UK-based microchip designer Arm has lodged paperwork to list its shares on the US Nasdaq stock market, with the anticipated launch set for September. This move has stirred both intrigue and contention from heavyweights such as Amazon, and even drawn the attention of the UK Prime Minister (PM).
In an announcement on Monday, the firm revealed its public submission of a registration statement outlining a proposed Initial Public Offering (IPO), noting that specifics regarding share count and pricing were still in flux. Nonetheless, experts speculate that this IPO could mark the most substantial listing since late 2021.
At its core, an IPO materializes when a privately held company offers its shares to the public before trading commences. This strategic maneuver empowers the company to amass funds by vending ownership stakes to a diverse array of investors, while also gauging pre-trading interest and ascribing value; purportedly, the company is eying a valuation in the range of $60 to $70 billion.
Recognized for its chip designs utilized by over 500 clients including tech giants Apple, Samsung, and Google, Arm has purportedly engaged in dialogues with Amazon to secure the latter as a foundational investor in the forthcoming IPO. Of particular note is Arm’s influence in Cloud computing—a facet that could particularly captivate Amazon, given that its own Cloud division, Amazon Web Services, leverages Arm’s designs for its proprietary processing chip, Graviton.
This comes as a blow for the UK, as in March, the Cambridge-based company opted against listing shares in London, much to the ire of the UK PM Rishi Sunak, who met with them to persuade them otherwise. The firm said it did not plan to pursue a UK listing, saying the US was “the best path forward”.

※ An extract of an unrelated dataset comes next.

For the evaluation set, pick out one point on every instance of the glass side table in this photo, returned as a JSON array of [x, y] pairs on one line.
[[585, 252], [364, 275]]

Arm was previously listed on both the London and New York stock market for 18 years. Its 2016 purchase by Japanese conglomerate Softbank for $32 billion saw the company become private, with later talks to float it centring around a US-only listing. Other major global technology companies including Google, Apple and Facebook trade on the Nasdaq.
Founded in 1990, Arm has been a coveted company of the UK’s tech sector. Yet the company’s decision raised concerns that the UK market was not doing enough to attract tech company stock offerings. Arm’s Chief Executive Rene Haas has said, however, the company will keep its material intellectual property, headquarters and operations in the UK.
The latest filing shows Softbank is pushing ahead with the multi-billion dollar float despite difficult conditions in the global financial markets. Arm’s sales declined to $2.68 billion in the year ending 31st March, hurt by a slump in global smartphone shipments, but earlier in August, the company bought Vision Fund’s stake in Arm at a reported valuation of $64 billion coinciding with news of the listing and IPO.